Art by Alexander Vasiljev, Copyright © 2017


Tuesday, June 24, 2014


During the ranchu's early development, active feeding with a variety of foods is essential. Among the many, two foods are of most importance: fresh or frozen bloodworms and green algae. That is what directly effects the overall head growth, including funtan. While frozen bloodworms are readily available at the pet stores, green algae needs to be "cultivated" on the tank's walls and floor. Sufficient light and fish waste will do the trick. Soon enough, every surface in the tank will start getting covered with one of the best food supplements for ranchu - an assortment of algae.

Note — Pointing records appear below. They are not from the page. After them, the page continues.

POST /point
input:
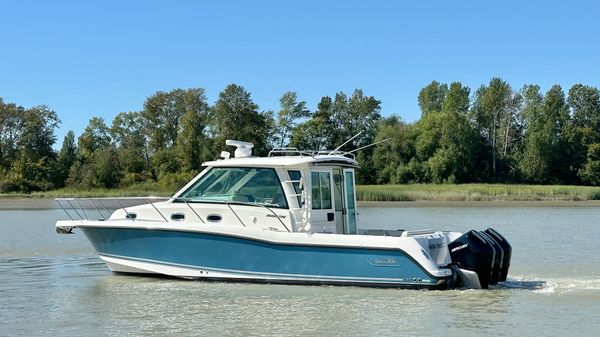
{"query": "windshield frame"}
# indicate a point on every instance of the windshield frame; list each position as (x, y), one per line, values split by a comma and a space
(283, 204)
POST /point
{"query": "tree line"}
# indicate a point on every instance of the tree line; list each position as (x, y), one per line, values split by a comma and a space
(494, 134)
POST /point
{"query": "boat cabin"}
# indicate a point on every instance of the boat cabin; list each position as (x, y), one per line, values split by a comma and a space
(305, 191)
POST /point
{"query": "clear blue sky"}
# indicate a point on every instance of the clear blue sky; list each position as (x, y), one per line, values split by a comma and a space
(98, 58)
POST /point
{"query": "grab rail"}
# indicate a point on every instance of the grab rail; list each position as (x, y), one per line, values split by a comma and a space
(75, 207)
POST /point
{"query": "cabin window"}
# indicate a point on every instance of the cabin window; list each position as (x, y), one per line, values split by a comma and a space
(244, 185)
(296, 176)
(321, 190)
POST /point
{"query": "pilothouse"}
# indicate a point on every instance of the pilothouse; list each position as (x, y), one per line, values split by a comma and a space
(289, 217)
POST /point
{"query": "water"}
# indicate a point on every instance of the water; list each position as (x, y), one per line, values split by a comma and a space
(55, 285)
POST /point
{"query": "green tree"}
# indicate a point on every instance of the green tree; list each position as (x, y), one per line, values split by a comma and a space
(546, 158)
(11, 118)
(95, 136)
(431, 98)
(237, 117)
(590, 172)
(584, 131)
(36, 157)
(317, 133)
(291, 111)
(127, 133)
(193, 146)
(495, 114)
(67, 156)
(448, 145)
(391, 159)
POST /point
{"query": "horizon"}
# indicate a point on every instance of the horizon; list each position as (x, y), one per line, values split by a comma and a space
(88, 60)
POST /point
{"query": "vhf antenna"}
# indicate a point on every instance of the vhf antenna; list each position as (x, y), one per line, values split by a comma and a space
(346, 142)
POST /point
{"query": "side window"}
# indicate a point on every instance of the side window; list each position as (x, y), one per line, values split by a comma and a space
(321, 190)
(316, 190)
(296, 176)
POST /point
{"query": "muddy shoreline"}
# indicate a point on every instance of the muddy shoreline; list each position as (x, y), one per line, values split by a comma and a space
(44, 203)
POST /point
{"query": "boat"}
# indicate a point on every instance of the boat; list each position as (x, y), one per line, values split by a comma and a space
(289, 217)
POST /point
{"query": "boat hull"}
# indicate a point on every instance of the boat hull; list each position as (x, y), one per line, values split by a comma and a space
(213, 256)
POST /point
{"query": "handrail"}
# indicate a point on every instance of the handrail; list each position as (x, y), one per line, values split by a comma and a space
(150, 200)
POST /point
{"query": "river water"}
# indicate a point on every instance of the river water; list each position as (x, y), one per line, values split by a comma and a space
(54, 285)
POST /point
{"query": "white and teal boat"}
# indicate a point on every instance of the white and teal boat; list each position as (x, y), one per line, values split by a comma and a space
(287, 218)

But the job of "building" impressive head growth doesn't end after the ranchu pass through their BBR stage. As I have mentioned in my earlier posts, the head growth continues to develop throughout the ranchu life and can get rather big. It is necessary to foresee what the baby ranchu will look like when they are older by evaluating their head growth and feeding it bloodworms accordingly. For some, the head growth development needs to be slowed down and for some accelerated, by changing the feeding pattern.

Below is an example of one of my female ranchu with lack of proper head growth at three months. Despite her smaller and narrower head shape it was still possible to increase the head growth quite considerably by eleven months. Feeding her bloodworms and high protein pellets did the job. More work is needed. I hope by the oya age she will have a nice and balanced head.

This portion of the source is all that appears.